The other problem area was colouring the chart. I generated colours in the hsl colour space so that where something was on the chart determined colour and how much of it there was determined saturation/lightness. Some people get offended by eXcel style hard colours so I could not just use random clashing colours and call it a day.

Beautiful visualisations are hard, even with the best graph tools out there I expect some inevitable situation of being an edge case and having to find solutions the hard way. The goal being so that nobody even notices the hard work put in. Only if the graph is ultra intuitive and simple is it going to work with some audiences. Simplicity is hard.

rocker_pj · on April 20, 2019

Experimentation when it comes to visualization is a pretty inherent task. Whenever, and I mean literally every time, I start creating a graph, I end up opening at least 5-7 SO tabs, matplotlib, and seaborn docs, etc.

It is just that visualizations are not a solved thing yet.

alexilliamson · on April 20, 2019

I'm finding this to be pretty accurate for python viz, but I gotta say, when I was working in R, I got to the point where I could make most graphs without looking at the docs.

igg · on April 20, 2019

While you still need some experimentation to get a plot right, following the grammar of graphics approach can make it quick and methodical. For any plot, I just need to answer a few questions:

* What kind of plot do I want? Bar chart? Scatter plot? Boxplot? Pick the geom based on this.

* What column goes on each axis? Do I need to transform the axis? For e.g., is log scale better?

* Do I split data by some other column? Use different colors/fill, shapes, or facets.

* Do I need any annotations to point out interesting parts of the plot?

GGPlot and Plotnine are joy to work with once you grok the ideas of tidy data and grammar of graphics. Since the API is consistent, experimentation can be quick:

* That scatter plot looks to busy? Change the geom to a boxplot.

* Want to see if an attribute has any predictive power? Assign it to any unused aesthetic.

Seaborn can provide some higher-level functions compared to plotnine/ggplot like pair-plot. But as you said, you need to lookup seaborn's documentation all the time to work with it.

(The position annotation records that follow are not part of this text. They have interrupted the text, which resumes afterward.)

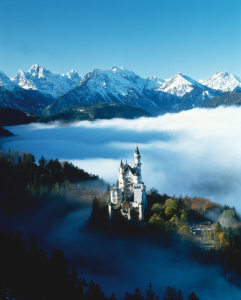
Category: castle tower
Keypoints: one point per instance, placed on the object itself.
(137, 165)
(121, 176)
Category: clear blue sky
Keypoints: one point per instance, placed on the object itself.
(150, 37)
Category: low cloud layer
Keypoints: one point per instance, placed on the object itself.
(195, 152)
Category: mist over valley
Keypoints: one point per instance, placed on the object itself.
(194, 152)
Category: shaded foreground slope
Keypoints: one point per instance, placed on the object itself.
(98, 111)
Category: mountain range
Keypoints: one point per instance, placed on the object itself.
(41, 91)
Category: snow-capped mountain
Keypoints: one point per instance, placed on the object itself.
(222, 81)
(6, 83)
(47, 82)
(113, 85)
(38, 87)
(14, 96)
(179, 85)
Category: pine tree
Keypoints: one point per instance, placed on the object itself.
(137, 294)
(180, 295)
(170, 293)
(150, 295)
(193, 296)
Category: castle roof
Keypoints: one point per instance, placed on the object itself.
(137, 150)
(128, 167)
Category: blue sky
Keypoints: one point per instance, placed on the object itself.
(152, 38)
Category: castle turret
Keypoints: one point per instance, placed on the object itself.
(137, 165)
(121, 176)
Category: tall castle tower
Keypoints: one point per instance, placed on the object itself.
(130, 195)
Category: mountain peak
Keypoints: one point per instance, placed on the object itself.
(46, 82)
(223, 81)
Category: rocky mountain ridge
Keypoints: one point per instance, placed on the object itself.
(43, 92)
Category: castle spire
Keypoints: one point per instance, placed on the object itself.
(137, 150)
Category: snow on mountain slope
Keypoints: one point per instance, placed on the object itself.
(222, 81)
(115, 81)
(179, 85)
(47, 82)
(153, 83)
(111, 85)
(6, 83)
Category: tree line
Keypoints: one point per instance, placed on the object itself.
(27, 273)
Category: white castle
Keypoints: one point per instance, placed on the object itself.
(129, 195)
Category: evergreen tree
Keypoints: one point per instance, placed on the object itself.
(193, 296)
(113, 297)
(180, 295)
(170, 293)
(137, 294)
(150, 295)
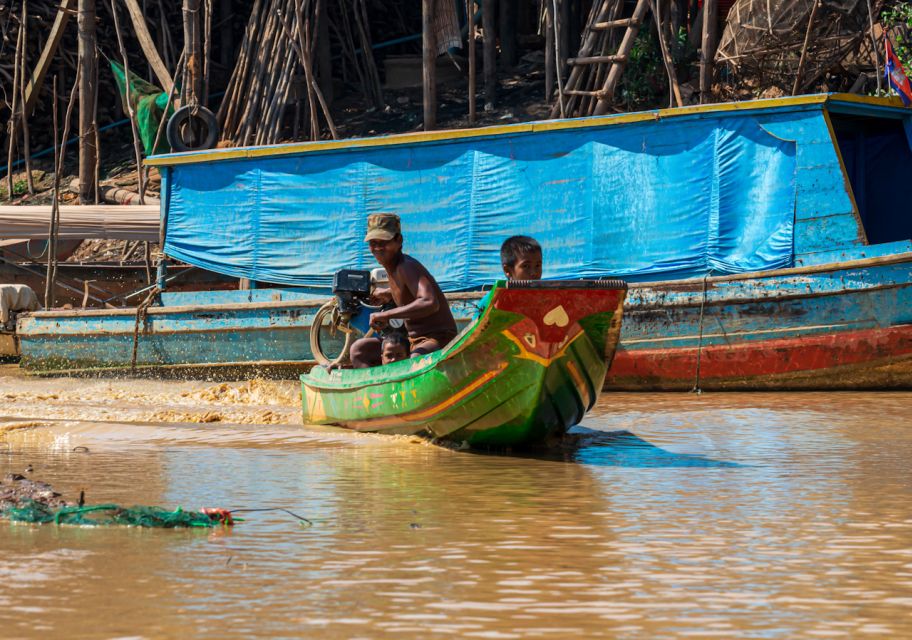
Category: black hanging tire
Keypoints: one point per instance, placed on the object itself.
(188, 120)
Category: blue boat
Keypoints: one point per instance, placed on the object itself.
(764, 242)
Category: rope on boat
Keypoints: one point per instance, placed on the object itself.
(696, 388)
(141, 314)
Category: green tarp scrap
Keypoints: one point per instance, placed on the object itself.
(148, 104)
(36, 512)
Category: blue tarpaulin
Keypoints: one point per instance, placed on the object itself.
(647, 201)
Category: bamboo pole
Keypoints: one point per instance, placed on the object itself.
(88, 96)
(55, 204)
(490, 44)
(26, 144)
(558, 59)
(707, 48)
(60, 156)
(137, 151)
(803, 59)
(207, 39)
(428, 65)
(614, 75)
(874, 47)
(470, 35)
(507, 29)
(307, 63)
(674, 90)
(192, 88)
(549, 50)
(61, 19)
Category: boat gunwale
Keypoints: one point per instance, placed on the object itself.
(891, 105)
(896, 258)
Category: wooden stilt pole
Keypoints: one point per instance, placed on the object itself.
(128, 103)
(707, 49)
(507, 24)
(470, 15)
(26, 144)
(490, 52)
(549, 50)
(12, 128)
(428, 64)
(88, 95)
(803, 59)
(191, 91)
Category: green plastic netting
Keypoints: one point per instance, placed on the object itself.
(149, 104)
(108, 514)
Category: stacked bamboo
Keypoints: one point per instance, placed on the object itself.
(280, 38)
(163, 18)
(603, 54)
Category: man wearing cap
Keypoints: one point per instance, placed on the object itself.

xtiansimon · on April 20, 2019

Nice article. Concise. Code examples. The plots look good. I like the way the author takes several passes on each problem--'do better' as the author says.

Even when focused carefully on the coding and choosing the right plot for the data, an article about plotting is still so much about the data. And so, it's ultimately disappointing if you can't relate the data to your most common problems.

the8472 · on April 20, 2019

Box+swarm plots are ok if you only have a few data points. if you have more there are better visualization options that don't obscure the PDF.

https://wellcomeopenresearch.org/articles/4-63/v1

lichtenberger · on April 20, 2019

This is very nice. It reminds me, that I'd love to spend some time on novel visual analytics tasks again (as it was one of the main topics while studying) :-)

For instance in the context of Text Mining or geo-spacial stuff.

Thanks for the submission and happy easter :-)

rocker_pj · on April 20, 2019

Thank you lichtenberger. Keep learning and happy easter